Subject Re: [firebird-support] Charset for identifiers and check constraints?
Author Helen Borrie
At 07:11 AM 19/06/2008, you wrote:

>> create table "Användare" (
>> "Lösenord" varchar(35) not null,
>> constraint "AnvändareLösenordLängd"
>> check (char_length("Lösenord") >= 8)
>> );
>>
>> It executes fine, but when I try to commit I get this error:
>>
>> ------------------------------------
>> SQL Message : -104
>> Invalid token
>>
>> Engine Code : 335544343
>> Engine Message :
>> invalid request BLR at offset 16
>> column Lösenord is not defined in table Användare
>> ------------------------------------

In Fb 2.1 - and we assume your database was created under Fb 2.1 - the identifiers are stored as UTF-8. It looks as though Flamerobin might have done the mangling, by re-transliterating the ISO8859_1 input to UNICODE_FSS, which is the charset used for identifiers prior to v.2.1.

>I'm more or less guessing, but I suspect this is a but in FB. Can anyone
>please take a look, perhaps using a different client than FlameRobin?

Why can't you test it yourself, using isql? That removes the issues of your input setup with a graphical interface operating under your conditions and also highlights those same issues for your application development, if you are developing a graphical interface. Other people can't reproduce your conditions.

You do need to do SET NAMES ISO8859_1 to set the correct charset for the client. If you get the same effect with isql in your environment then it would be worthwhile posting a Tracker report.

>I suspect that FB fails to transliterate the check constraint "body"
>before "compiling" it to BLR(?) upon commit.

Fb should transliterate the input for data and metadata appropriately, as long as it is getting the correct information about the input. So the acid-test here will be to see what isql does. You are going to bump into related problems if you attempt to run scripts that were created with an editor that stores text in a charset other than UTF8; or if you're using a database you pulled forward from an older Fb version without doing the metadata conversion.

>If that's what's happening, is it a bug or by design?

First, eliminate the "third-party" effects. If the Flamerobin editor (or any other third-party tool) is doing stuff to input that causes problems with ODS 11.1 identifiers then the sooner the problem is identified and fixed, the better. On the other hand, if you are able to identify an environmental combination that creates a loophole in the transliteration routine for DDL being processed by isql, then Adriano needs to address it.

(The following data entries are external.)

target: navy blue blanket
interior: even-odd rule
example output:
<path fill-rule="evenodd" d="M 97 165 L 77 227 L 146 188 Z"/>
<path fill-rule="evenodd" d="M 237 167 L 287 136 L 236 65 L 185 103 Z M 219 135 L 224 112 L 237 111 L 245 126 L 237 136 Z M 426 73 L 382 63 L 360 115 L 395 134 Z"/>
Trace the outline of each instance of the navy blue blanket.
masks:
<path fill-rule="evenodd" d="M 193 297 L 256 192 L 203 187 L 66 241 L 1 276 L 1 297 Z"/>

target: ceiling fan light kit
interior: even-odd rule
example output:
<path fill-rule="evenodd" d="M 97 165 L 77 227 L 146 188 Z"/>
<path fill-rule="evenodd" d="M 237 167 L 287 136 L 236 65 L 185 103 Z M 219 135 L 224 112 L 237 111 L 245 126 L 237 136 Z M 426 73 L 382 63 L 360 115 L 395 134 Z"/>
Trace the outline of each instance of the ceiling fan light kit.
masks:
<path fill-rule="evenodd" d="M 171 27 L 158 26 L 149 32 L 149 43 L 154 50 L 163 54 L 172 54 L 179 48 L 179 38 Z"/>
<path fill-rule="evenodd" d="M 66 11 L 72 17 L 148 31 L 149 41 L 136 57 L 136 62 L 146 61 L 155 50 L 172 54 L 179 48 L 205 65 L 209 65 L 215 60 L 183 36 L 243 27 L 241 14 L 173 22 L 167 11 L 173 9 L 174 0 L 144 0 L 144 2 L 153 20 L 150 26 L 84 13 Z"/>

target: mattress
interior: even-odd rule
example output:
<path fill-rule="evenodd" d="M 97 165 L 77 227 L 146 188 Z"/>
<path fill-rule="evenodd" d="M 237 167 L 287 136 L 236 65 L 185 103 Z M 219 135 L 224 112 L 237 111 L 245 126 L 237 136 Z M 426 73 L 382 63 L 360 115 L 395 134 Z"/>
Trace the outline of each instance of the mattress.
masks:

>If by design, how should I create a check constraint on a field with non-ascii characters?

There is more than one issue here.

One is the identifiers, specifically in this case the identifiers for table.column. The obvious assumption has been that it found the table definition but not the column definition. However, the error message returns a scrambled identifier for the *table*. The more likely inference is that it can't find the (correctly reported) column definition because it can't match the relation name. So find out whether isql causes the same error. TYPE IN the definition, don't paste it from some text file.

Another is the *data* that has to be matched by the CHECK constraint. You're not (so far) getting the error message that would be expected if the engine had ascertained that the search value was incompatible with the character set defined for the column.(Error code 335544849 "Malformed string"). If you're pasting text from an external editor, or FR's editor is passing the search value in a different charset, then you still might encounter *this* problem once you have sorted out the metadata charset problem.

The whole charset issue in Fb 2.1 is massively confused, at least to me. What seems obvious to the developer (who is developing and unit-testing in an international language environment) is much less obvious to the documenter (me), who doesn't have such an environment in which to test the guesswork.

I have interrogated Adriano and made an FAQ on the issue of transliteration, which will be in the Migration and Installation document for the v.2.1.1 release (though not in the RC1 version). However, I'm acutely aware that it's only part of a comprehensive but currently non-existent solution to the confusion. It could be improved a lot with input from people who encounter and solve these problems in their divers language environments - provided we get the feedback.

./heLen